C’est en raison de tous ces facteurs réunis que la tendance était en faveur de la prorogation du mandat du général Fadel. Parti à la retraite, il avait été rappelé, en 2008, pour diriger la direction des Renseignements.
Au début de l’année 2016, Fadel aurait déclaré n’avoir jamais agi pour obtenir ou renouveler son mandat à la tête des Renseignements.
Deux facteurs essentiels ont cependant contribué à la prise de la décision relative à la nomination d’un nouveau directeur à cet organe, selon des sources informées.

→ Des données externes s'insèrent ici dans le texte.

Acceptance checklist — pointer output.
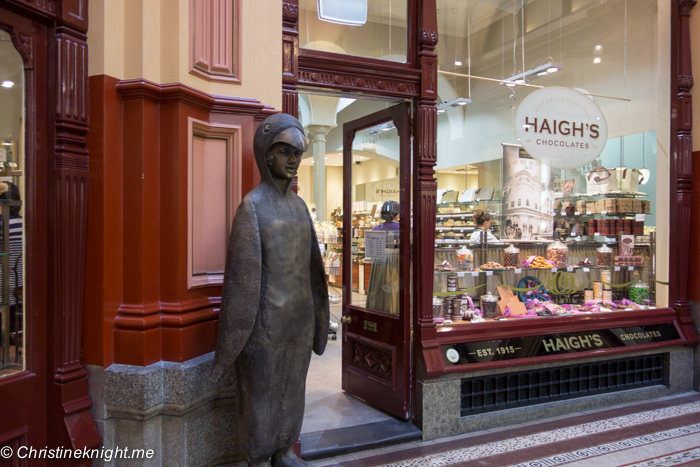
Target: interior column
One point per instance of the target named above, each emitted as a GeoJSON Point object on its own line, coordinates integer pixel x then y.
{"type": "Point", "coordinates": [318, 138]}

♦ La finalisation des nominations au sein du Conseil militaire, qui a donné le coup d’envoi aux permutations militaires supposées s’élargir pour toucher les Forces de sécurité intérieure (FSI).

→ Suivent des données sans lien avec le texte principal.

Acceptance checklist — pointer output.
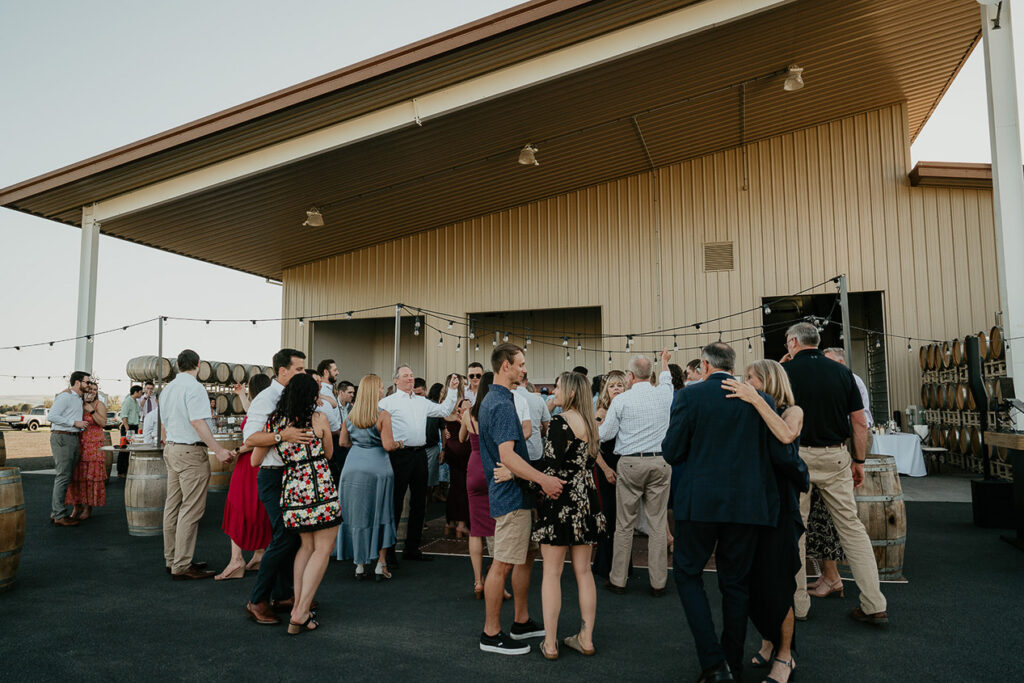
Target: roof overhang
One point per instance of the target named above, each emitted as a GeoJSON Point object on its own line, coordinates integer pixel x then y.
{"type": "Point", "coordinates": [429, 134]}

♦ La visite réussie du général Jean Kahwagi à Washington, le commandant en chef de l’armée serait rentré à Beyrouth fort d’un soutien concret à l’armée et d’un appui moral à son rôle et à ses décisions.
Chaouki Achkouti
Les pointes de Joumblatt
Le premier à avoir immédiatement commenté la nomination du général Kamil Daher à la tête des Renseignements de l’armée fut le député Walid Joumblatt. Critique depuis un certain temps à l’égard du général Jean Kahwagi, le leader druze a tweeté: «Lorsque le commandement de l’armée a procédé à des mutations au niveau des magistrats au sein du tribunal militaire avec pour résultat la libération de Michel Samaha, ce fut le scandale du siècle! Mais un scandale dont l’unique effet fut des réactions verbales et la démission d’Achraf Rifi. Avec la désignation du nouveau chef des Renseignements militaires aujourd’hui, loin de tout professionnalisme et d’un minimum de discipline et d’éthique, en passant par un Conseil militaire docile et obéissant et à l’ombre des progrès accomplis par le régime syrien et ses alliés russes et perses dans les régions syriennes, on serait tenté de croire que Rustom Ghazalé a réinvesti le Beau Rivage».